On 15 June 2010 07:09, Stuart A. Yeates <syeates@gmail.com> wrote:
> On Thu, May 13, 2010 at 6:43 PM, Nathan <nathan@webr3.org> wrote:
>> Thus, do we currently have, or can we find a single, simple way to express
>> that document X contains further information for subject Y that primarily
>> uses the predicate Z.
>
> I'm not certain, but I'm pretty sure that this should be: "document X
> contains further information for subject Y that focuses on the
> predicate Z"
>
> "primarily uses" is dangerous because many data representations end up
> primarily using the very common predicates from the rdf: rdfs: and dc
> namespaces.
>
> In information retrieval terms, what would be more useful is a tf-idf
> approach (see http://en.wikipedia.org/wiki/Tf%E2%80%93idf ).

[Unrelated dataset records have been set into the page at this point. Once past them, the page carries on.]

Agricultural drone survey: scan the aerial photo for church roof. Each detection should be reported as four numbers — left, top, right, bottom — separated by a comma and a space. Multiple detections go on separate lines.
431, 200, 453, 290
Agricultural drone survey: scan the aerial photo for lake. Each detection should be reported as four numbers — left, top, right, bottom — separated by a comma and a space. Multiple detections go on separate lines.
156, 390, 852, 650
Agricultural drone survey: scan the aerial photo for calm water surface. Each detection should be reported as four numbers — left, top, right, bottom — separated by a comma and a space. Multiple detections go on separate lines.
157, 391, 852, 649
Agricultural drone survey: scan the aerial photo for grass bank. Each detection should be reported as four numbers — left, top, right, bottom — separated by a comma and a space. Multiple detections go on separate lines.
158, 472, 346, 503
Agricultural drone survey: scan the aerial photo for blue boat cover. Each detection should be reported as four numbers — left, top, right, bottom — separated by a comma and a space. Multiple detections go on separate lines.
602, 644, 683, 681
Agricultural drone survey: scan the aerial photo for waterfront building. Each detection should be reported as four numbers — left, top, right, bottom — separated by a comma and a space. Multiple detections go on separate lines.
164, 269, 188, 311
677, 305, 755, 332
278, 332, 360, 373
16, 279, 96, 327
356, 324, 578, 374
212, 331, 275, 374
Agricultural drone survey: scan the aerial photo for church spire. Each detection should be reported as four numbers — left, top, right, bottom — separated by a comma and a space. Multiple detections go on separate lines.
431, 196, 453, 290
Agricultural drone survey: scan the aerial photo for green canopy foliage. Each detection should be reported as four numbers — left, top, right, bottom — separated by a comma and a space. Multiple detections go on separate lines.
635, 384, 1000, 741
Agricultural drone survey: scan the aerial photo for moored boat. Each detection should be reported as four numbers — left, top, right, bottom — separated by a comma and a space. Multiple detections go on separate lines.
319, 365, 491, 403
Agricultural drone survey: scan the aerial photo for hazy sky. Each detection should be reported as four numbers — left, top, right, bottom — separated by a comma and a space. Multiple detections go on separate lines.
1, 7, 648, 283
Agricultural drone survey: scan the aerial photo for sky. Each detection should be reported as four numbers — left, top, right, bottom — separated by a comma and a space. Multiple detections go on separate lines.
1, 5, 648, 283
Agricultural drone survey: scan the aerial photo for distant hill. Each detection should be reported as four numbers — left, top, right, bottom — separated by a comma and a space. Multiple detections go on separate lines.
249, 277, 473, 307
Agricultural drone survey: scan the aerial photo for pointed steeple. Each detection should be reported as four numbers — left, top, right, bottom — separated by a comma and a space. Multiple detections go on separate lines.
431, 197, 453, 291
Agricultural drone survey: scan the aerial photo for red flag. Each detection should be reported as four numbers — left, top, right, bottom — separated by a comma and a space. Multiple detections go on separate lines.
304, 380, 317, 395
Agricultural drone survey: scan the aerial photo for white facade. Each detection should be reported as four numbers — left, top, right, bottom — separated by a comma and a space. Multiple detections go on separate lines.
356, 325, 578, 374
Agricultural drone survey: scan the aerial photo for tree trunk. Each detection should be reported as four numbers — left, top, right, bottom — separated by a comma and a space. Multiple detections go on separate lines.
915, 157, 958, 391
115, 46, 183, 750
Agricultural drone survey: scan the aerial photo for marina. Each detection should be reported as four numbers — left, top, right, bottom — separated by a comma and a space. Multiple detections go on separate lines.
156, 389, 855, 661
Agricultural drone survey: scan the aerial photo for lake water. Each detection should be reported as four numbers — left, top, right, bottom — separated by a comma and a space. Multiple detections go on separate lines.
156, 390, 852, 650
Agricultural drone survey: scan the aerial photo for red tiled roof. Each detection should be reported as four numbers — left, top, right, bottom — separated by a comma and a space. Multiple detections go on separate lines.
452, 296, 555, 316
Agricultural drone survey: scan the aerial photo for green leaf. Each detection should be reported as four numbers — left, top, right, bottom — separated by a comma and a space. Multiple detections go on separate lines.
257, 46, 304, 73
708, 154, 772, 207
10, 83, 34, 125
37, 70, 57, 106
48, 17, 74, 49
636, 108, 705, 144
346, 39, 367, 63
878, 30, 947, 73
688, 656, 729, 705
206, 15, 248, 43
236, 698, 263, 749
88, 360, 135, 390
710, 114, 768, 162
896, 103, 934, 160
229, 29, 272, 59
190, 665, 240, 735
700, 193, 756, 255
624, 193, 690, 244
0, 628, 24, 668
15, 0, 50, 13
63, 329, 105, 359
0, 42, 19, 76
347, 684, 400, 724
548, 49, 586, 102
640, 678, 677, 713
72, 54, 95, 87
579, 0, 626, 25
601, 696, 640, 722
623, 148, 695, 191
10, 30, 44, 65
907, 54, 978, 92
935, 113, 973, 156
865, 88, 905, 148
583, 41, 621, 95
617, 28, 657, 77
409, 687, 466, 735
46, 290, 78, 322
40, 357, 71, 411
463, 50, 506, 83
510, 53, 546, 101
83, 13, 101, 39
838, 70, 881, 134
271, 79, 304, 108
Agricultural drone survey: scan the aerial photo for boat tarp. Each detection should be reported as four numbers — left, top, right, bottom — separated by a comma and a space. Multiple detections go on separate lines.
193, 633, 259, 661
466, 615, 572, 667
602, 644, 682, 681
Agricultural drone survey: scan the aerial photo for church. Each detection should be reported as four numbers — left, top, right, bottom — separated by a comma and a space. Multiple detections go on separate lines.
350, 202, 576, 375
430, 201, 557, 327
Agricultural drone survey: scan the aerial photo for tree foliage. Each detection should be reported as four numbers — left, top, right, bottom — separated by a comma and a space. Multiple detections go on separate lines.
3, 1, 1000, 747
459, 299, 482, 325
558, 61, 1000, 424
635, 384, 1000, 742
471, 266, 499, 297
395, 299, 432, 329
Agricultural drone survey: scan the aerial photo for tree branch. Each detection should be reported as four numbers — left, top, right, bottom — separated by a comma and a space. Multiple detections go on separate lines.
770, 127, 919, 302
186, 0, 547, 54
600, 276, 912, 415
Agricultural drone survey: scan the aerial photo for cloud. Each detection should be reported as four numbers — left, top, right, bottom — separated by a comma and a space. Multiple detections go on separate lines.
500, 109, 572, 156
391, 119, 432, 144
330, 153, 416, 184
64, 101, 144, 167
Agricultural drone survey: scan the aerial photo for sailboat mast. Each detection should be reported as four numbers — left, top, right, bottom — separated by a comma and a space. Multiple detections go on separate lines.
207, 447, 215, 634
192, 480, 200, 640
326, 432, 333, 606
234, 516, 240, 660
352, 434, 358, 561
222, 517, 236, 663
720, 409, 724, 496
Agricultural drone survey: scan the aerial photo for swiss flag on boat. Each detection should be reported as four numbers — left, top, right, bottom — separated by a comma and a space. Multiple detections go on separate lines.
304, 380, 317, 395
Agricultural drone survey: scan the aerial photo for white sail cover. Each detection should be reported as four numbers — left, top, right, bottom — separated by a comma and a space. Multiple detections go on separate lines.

TF-IDF is useful for ranking a large number of documents where you
don't have any access to semantic information so you are relying
completely on reference counts. In this case, there may not be a large
number of mixed documents, as we may just be trying to split up a big
document about a single topic into smaller documents, and the purpose
of each of the smaller documents could easily be designated by the
predicates that it contains.

I would not view the words "primarily uses" as making it impossible
for the document to use other predicates, or for other documents to
use the same predicate. It is just like saying "the most common verb
in this document is Z", without bias to other documents using the same
description if necessary.

Even in the case where we are trying to describe a large number of
mixed documents that never originated from the same source, you could
still use the same approach of focusing on the type of information
that is contained in each document. It just wouldn't be as optimised
as a split from a big document to targeted smaller documents.

Cheers,

Peter

Received on Monday, 14 June 2010 22:16:25 UTC